Su esposo no se enojó en lo más mínimo.
—Estaba hablando con la señorita Danver —replicó tranquilamente—. Acerca de los niños —agregó.
—Por supuesto —dijo ella.
Sus ojos azules me miraron con rencor. Desde el primer momento lady Mallory me había manifestado su desagrado.
Incluso había discutido con su esposo por haber empleado a una chica tan joven e inexperta. Ahora, mientras me miraba, sentí que haría todo cuanto estuviera a su alcance por deshacerse de mí lo más pronto posible.
—Será mejor que nos demos prisa, querido —dijo.
—Ah… sí. No quisiera llegar tarde.
Se volvió un momento hacia mí, aún con su burlona mirada en los ojos. El claro resentimiento de su esposa le fascinaba y le hacía sentirse aún más seguro de su hazaña. Había un acento de jactancia en su voz cuando me habló, en un tono tan bajo que apenas pude oír.
—Lo siento, querida, pero tengo que irme al campo. Compromisos de familia, ya sabes. Pero cuando vuelva…
Dejó la frase en el aire, pero sus ojos se llenaron de seductoras promesas. Me tocó ligeramente el brazo, y luego cruzó la habitación para reunirse con su esposa. Ella golpeaba nerviosamente el pie contra el suelo. Sus ojos brillaban con odio, y mientras iban hacia el vestíbulo su voz sonaba estridente y enojada. No pude evitar oír lo que decía.
—¡Así que otra vez estamos con lo mismo! Y ahora con la institutriz. ¿No te bastó con esa pobre criadita? ¿Tienes que humillarme bajo mi propio techo? No tienes bastante con las actrices y las cortesanas, que ahora…
—Te dije que me sacaría de encima a Jenny —la interrumpió, ya cansado—, y te prometí que iba a pasar una semana contigo en el campo. ¿No es eso suficiente? El hecho de que cambie unas pocas palabras con la institutriz te hace suponer ya que…
—¡No voy a permitirlo, Robert! Simplemente no voy a tolerar que…
—Renuncio a importantes compromisos de negocios para poder pasar unos días lejos de Londres, contigo y con los niños, y tú sigues pensando que…
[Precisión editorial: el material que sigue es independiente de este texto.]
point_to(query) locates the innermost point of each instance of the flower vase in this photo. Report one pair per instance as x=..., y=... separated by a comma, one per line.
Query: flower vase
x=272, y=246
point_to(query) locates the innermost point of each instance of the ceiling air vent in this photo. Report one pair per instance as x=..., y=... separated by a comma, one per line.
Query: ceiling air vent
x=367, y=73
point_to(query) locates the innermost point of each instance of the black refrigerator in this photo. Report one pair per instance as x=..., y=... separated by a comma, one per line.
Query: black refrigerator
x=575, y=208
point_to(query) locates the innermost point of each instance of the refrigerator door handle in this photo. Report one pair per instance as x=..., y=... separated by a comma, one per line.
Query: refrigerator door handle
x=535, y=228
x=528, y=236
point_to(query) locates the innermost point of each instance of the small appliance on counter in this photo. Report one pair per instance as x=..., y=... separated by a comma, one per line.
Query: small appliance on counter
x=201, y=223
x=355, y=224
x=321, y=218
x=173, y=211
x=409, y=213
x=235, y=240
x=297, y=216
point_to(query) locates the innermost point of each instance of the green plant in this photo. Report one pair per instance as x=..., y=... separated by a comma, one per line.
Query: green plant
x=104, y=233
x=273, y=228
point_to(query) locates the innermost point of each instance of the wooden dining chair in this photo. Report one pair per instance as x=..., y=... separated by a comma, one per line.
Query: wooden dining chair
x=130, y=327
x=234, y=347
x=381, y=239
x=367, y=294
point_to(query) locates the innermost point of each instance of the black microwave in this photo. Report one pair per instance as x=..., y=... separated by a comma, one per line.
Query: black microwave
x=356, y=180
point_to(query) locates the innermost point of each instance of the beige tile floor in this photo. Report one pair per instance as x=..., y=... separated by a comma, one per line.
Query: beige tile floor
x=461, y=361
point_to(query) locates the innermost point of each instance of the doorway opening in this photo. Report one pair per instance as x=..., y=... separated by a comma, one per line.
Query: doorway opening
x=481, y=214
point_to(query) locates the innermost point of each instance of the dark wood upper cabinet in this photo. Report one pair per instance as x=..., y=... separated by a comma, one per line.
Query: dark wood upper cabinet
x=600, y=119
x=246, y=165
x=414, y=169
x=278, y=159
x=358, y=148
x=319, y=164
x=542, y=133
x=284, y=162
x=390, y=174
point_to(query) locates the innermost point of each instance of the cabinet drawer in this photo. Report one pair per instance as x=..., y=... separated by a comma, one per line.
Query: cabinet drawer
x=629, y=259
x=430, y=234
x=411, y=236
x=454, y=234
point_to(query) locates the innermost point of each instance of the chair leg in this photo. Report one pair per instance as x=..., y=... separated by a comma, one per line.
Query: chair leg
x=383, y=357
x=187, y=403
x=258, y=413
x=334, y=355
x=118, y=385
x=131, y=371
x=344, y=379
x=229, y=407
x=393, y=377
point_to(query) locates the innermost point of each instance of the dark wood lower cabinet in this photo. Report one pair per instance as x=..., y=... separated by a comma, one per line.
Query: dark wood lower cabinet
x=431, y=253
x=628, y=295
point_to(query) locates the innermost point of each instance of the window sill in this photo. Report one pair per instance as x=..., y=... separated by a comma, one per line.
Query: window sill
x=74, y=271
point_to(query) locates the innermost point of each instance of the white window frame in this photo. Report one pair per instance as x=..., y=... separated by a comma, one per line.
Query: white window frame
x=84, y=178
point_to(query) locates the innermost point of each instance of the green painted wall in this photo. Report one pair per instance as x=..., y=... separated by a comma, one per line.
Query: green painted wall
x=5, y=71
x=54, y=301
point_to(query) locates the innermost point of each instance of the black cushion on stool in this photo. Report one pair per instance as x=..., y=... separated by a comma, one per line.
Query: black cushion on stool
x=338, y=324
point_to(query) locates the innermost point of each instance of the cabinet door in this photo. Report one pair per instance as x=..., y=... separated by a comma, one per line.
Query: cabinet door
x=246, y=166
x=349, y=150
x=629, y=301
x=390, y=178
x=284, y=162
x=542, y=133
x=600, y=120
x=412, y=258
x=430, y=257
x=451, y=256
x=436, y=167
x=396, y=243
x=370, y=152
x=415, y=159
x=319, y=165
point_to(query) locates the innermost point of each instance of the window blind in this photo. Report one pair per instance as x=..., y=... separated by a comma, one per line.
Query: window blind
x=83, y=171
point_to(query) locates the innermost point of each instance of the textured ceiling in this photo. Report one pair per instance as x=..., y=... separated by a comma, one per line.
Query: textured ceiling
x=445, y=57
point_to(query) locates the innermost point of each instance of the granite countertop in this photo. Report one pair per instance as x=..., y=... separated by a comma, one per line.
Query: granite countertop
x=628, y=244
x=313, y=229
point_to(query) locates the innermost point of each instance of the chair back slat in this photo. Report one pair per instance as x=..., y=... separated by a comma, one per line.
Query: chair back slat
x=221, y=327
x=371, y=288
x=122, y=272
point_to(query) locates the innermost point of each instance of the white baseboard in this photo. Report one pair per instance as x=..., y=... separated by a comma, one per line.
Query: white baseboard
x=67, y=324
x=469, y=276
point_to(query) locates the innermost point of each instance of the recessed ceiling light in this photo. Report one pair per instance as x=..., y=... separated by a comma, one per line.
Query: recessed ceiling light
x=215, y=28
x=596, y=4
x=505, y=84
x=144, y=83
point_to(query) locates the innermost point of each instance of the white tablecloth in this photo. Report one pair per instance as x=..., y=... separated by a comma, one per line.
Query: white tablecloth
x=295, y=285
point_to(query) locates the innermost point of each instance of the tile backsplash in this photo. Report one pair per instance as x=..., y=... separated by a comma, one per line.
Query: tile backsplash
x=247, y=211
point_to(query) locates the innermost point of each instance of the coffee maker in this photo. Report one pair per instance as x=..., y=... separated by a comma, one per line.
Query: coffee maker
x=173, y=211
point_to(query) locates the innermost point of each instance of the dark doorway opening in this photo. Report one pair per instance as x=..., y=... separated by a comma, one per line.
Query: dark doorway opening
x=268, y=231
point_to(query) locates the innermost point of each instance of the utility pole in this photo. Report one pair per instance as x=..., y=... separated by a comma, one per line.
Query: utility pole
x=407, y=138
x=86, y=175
Siguieron bajando la escalera y ya no pude enterarme de lo que decían. En seguida oí que el mayordomo abría la puerta de la calle, y afuera los cascos de los caballos golpeaban contra el empedrado mientras el cochero traía el carruaje desde las caballerizas, situadas en la parte posterior de la casa. Se oyó el ruido de las riendas; el opaco sonido del girar de las ruedas mientras el coche se alejaba. Permanecí de pie en la habitación durante un largo rato, aturdida, como vacía.
Sabía lo afortunada que era por tener este empleo. Suponía un sueldo respetable, una habitación cómoda y buena comida. Si lo perdiera, si él me despidiera… «¿Qué voy a hacer?», me preguntaba. «¿Qué voy a hacer?»